Rencontre, découverte et exploration géographiques

Au sortir du baccalauréat, j’avais eu de bons résultats en Histoire/Géographie. J’aimais bien cette discipline. Ne sachant pas précisément ce que je voulais faire mais sachant assez bien ce que je ne voulais pas faire, je me suis inscrit en première année de Géographie à l’Université. La “fac” était à Aix. J’habitais à Marseille. Cela nécessitait un changement de résidence et d’habitudes. J’en avais envie. Les trente kilomètres qui séparent Aix-en-Provence de Marseille sont probablement les
kilomètres les plus stratégiques que j’ai effectués au cours de ma courte existence.
J’avais choisi l’Université pour la souplesse de son encadrement et la grande autonomie qu’elle laisse à ses élèves. Je n’étais pas encore ouvert à la maîtrise de mon travail et de mon temps ; j’ai été emporté par le tourbillon festif auquel j’avais d’ailleurs aspiré, renonçant à me présenter aux examens cette année-là. Rencontrant l’intérêt de l’organisation ou plutôt de l’auto-organisation, j’ai essayé de l’appliquer l’année suivante.

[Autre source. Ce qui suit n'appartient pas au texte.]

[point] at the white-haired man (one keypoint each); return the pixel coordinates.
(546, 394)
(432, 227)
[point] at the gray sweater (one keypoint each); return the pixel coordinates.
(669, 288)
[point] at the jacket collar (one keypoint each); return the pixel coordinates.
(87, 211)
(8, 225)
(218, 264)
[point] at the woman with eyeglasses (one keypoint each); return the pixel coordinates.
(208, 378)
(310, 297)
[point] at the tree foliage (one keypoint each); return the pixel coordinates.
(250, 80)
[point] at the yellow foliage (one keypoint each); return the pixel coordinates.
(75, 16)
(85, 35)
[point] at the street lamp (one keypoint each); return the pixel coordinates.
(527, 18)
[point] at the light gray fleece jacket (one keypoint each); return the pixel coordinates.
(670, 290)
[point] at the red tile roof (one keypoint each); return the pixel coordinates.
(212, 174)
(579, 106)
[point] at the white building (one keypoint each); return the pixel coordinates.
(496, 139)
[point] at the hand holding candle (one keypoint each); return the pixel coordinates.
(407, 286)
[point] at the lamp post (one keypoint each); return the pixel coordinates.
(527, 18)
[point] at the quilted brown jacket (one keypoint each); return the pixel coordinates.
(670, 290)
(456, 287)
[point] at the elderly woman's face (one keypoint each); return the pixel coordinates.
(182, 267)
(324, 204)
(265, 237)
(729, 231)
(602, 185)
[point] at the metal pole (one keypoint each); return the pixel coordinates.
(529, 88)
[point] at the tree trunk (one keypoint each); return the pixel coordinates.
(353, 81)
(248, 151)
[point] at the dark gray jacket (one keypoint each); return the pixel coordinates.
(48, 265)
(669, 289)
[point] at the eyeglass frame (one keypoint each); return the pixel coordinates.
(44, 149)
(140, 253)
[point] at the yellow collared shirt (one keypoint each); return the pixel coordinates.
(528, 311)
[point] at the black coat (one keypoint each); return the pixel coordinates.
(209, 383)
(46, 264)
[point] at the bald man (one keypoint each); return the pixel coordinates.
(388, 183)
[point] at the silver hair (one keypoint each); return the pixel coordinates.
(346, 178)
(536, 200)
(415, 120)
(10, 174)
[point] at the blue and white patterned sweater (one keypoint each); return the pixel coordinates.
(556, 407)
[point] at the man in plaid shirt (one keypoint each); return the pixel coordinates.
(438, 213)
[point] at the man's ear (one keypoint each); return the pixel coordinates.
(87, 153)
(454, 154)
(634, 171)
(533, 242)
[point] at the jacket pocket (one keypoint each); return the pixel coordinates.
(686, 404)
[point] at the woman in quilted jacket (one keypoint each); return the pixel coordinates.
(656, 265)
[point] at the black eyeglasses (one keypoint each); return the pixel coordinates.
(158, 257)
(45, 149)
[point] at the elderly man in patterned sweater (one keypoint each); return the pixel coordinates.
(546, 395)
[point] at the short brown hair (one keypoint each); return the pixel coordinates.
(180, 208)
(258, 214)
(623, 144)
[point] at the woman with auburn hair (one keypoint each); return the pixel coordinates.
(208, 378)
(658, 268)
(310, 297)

A la suite d’une demande d’exercice de définition de la Géographie Régionale, j’ai découvert que les géographes n’étaient pas d’accord entre eux. La lecture de divers écrits des géographes fut éclairante. La géographie était un problème pour les géographes. Les idées s’affrontaient dans un débat qui prenait parfois le ton de la polémique. Ce début de réflexion épistémologique m’a permis de mettre en perspective la discipline, de prendre du recul par rapport à la matière, à ses enseignements et de mieux l’apprécier. Cette interrogation sur l’activité géographique a accompagné continuellement mon apprentissage et mon travail à partir du second cycle d’étude. Mon travail de maîtrise s’apparentait à une ébauche de géographie régionale de “l’Eurorégion Méditerranéenne Nord-Occidentale”. Je m’y efforçais d’exploiter un modèle régional proposé par J.-P. Ferrier, nommé “modèle provisoire de la région Provence-Alpes-Côte-d’Azur” et noté (paca), afin de rendre compte d’un possible “être géographique” encore nommé “Arc Méditérranéen”.

Géographicité des pointeurs

Les pointeurs connectent activités informatique et géographique. Il s’agit d’un outil-construit géomatique.
C’est un lieu désormais commun que de considérer que “l’informatique a changé beaucoup de choses” dans les “mondes du travail”, de la “création”, de la “décision”, de “l’action”, de la “pensée”, de la “science”… et quelques autres mondes encore. En d’autres termes, l’informatique a contribué à changer “la logique du monde”. Et cette “logique du monde” est ici inséparable de cette proposition résolument affirmative de J.-P Ferrier : « pour moi, la logique du monde commande la logique du discours sur le monde ».
Si la logique du monde a changé, change, sinon la logique de tout discours sur le monde, du moins la logique du discours géographique peut, pourrait changer. Si il existe des «rapports étroits entre structuration de la pensée géographique et nature de la relation au monde de l’homme, de l’homme-actant», et si l’informatique modifie la nature de cette relation, si il existe des « rapports entre structures et territoire dans la production du discours géographique, où se révèlent les liens entre structure du monde/structure du discours scientifique/structure du discours géographique », et si l’informatique recompose la “structure du territoire-monde”, alors l’organisation de la pensée géographique, la production et l’organisation du discours géographique peuvent exprimer ces modifications-recompositions. La pensée géographique et la production du discours géographique, afin de poursuivre et de prolonger son projet scientifique et humain multimillénaire, de rendre compte de la “réalité nouvelle”, d’y être sensible et de la rendre intelligible, réclament une organisation témoignant de la relation contemporaine au monde de l’homme-actant.
Les pointeurs proposeraient ici une organisation de la pensée et du discours géographique qui s’efforcent de répondre à cette exigence contemporaine : actualiser la relation de “l’homme-habitant-la-planète-Terre” à la “Nouvelle-Terre-des-hommes”.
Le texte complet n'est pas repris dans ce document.